Barging along the Mississippi, Colbert said, is “challenged” when the draft level drops to eight feet and “virtually shut down” when it drops to seven feet.

Low water levels in the middle Mississippi “slowed us down, just like they've affected everyone” who barges aggregate and other materials on the river, said Steve Glenn, manager at the Cape Girardeau, Mo., office of Columbia, Ill.-based Luhr Brothers, which owns a network of rock yards, barges and towboats.

Glenn noted that, for example, the Corps’ rock-removal work at Thebes left that section of the river open to barges only eight hours a day. However, companies like his have been finding ways to deal with the situation, he added.

One of the biggest construction projects in the middle Mississippi region—the $346-million Interstate 70 bridge over the river at St. Louis and $321 million in nearby approach and interchange work—has not been affected in a major way by the low water levels, said Greg Horn, New Mississippi River Bridge director at the Missouri Dept. of Transportation.

Horn said, “We were flooded out in 2010,” delaying for three months early work on the bridge project. He said most of the aggregate used in the span has been quarried locally and delivered by truck; for the most part, steel for the project has been trucked in from Arkansas. “We couldn’t float some things in, like we had hoped,” Horn noted, but that only required a different delivery approach, not a delay in work.

Water levels in the lower Mississippi—south of Cairo—are somewhat higher, and the situation less touch-and-go. “We saw [the drought] coming … and built up our stockpiles” of aggregate and other construction materials, said Jimmy Gunter, aggregates manager at Terral RiverServices, a bulk material handling company based in Lake Providence, La.
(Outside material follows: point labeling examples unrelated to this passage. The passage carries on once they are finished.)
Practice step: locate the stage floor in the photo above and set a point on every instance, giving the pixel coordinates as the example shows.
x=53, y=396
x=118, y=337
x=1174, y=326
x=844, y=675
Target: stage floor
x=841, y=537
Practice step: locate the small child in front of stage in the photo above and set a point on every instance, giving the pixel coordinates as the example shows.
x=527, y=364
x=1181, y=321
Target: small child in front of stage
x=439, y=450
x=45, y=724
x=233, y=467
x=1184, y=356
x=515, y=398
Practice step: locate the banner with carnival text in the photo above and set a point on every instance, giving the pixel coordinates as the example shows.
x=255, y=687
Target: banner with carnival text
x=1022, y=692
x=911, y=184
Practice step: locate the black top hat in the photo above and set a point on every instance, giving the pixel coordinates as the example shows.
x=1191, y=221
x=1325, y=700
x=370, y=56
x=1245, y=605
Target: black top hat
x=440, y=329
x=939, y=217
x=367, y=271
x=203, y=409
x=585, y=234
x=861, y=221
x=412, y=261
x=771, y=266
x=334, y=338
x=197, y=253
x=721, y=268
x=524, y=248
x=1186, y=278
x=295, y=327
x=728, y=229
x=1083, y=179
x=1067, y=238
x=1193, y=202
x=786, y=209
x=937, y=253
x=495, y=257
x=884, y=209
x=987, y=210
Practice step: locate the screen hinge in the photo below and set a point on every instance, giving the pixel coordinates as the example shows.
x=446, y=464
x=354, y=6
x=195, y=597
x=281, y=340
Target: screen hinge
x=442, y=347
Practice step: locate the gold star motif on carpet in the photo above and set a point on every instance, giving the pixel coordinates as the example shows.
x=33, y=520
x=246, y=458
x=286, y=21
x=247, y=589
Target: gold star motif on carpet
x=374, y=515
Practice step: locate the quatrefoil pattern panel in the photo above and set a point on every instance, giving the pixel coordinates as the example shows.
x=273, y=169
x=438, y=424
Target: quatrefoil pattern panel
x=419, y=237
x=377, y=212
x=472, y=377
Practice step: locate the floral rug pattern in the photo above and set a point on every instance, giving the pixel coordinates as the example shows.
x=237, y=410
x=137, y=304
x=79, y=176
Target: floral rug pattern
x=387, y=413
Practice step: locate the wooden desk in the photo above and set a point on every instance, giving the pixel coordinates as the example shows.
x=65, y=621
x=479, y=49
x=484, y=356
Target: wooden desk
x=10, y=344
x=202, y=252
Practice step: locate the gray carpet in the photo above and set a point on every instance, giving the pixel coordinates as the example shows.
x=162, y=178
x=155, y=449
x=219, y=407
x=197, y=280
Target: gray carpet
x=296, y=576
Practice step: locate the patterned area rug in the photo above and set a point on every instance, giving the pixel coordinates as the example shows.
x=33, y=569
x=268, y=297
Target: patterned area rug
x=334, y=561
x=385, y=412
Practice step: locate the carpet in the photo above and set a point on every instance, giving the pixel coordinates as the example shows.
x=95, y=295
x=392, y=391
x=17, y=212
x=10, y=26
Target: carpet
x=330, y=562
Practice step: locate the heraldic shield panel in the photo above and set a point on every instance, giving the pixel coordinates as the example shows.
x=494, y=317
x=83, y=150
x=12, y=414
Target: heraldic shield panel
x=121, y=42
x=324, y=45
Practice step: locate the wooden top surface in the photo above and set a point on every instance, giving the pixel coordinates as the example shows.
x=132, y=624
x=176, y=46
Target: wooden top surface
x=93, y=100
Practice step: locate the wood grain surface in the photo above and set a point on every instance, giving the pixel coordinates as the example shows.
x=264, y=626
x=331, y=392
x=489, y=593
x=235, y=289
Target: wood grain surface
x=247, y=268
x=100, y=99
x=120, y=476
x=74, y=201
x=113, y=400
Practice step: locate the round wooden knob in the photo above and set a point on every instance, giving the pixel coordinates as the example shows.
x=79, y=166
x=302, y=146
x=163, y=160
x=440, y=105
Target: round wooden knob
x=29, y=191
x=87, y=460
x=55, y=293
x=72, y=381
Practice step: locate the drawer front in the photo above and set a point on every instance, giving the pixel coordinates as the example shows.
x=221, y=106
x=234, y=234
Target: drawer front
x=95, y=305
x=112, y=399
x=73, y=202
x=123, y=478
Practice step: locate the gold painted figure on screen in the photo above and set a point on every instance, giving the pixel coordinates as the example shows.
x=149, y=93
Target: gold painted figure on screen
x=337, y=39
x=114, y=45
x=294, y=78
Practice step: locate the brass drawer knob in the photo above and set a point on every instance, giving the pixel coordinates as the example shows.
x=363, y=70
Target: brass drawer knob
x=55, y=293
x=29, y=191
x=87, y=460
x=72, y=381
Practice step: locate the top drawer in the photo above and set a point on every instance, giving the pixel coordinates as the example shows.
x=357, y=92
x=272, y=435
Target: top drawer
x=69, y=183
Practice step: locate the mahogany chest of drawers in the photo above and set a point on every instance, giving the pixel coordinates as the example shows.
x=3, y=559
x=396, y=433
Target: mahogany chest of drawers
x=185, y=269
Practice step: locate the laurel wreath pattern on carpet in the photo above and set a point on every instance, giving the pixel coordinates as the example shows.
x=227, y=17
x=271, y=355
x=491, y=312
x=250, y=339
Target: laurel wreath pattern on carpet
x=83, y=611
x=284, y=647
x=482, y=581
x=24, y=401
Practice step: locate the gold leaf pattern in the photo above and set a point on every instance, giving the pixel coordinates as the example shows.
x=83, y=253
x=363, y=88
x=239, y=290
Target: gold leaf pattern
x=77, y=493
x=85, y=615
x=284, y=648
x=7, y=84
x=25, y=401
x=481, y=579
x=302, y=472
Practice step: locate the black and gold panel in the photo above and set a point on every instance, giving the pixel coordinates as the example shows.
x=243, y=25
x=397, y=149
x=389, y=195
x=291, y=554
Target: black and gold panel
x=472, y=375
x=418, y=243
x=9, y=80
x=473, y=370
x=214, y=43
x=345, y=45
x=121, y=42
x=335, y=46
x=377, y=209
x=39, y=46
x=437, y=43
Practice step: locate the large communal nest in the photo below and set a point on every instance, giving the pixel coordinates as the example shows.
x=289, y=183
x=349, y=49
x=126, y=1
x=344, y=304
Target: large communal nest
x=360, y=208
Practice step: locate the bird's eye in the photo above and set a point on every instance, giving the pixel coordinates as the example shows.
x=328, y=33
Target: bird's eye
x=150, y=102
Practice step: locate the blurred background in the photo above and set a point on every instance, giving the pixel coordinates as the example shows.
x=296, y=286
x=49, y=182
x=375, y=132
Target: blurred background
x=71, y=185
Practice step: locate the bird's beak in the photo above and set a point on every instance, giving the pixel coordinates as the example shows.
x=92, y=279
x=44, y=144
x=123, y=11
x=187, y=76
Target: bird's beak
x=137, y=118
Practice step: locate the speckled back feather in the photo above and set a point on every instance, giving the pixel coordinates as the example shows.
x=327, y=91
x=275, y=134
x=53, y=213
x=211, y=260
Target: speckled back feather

In part because of that advance planning, “I don’t know of any company that ran out of rock or couldn’t get it” because of lower water levels on the lower Mississippi, though some harbors along the river for a time became unnavigable and needed dredging, Gunter said.

River-watchers hope the worst is over. However, the Corps' Petersen said there is “no guarantee” that water levels will rise as they usually do in late January. “You can't really predict the weather. ... We’re not out of the woods yet, by any means,” he said.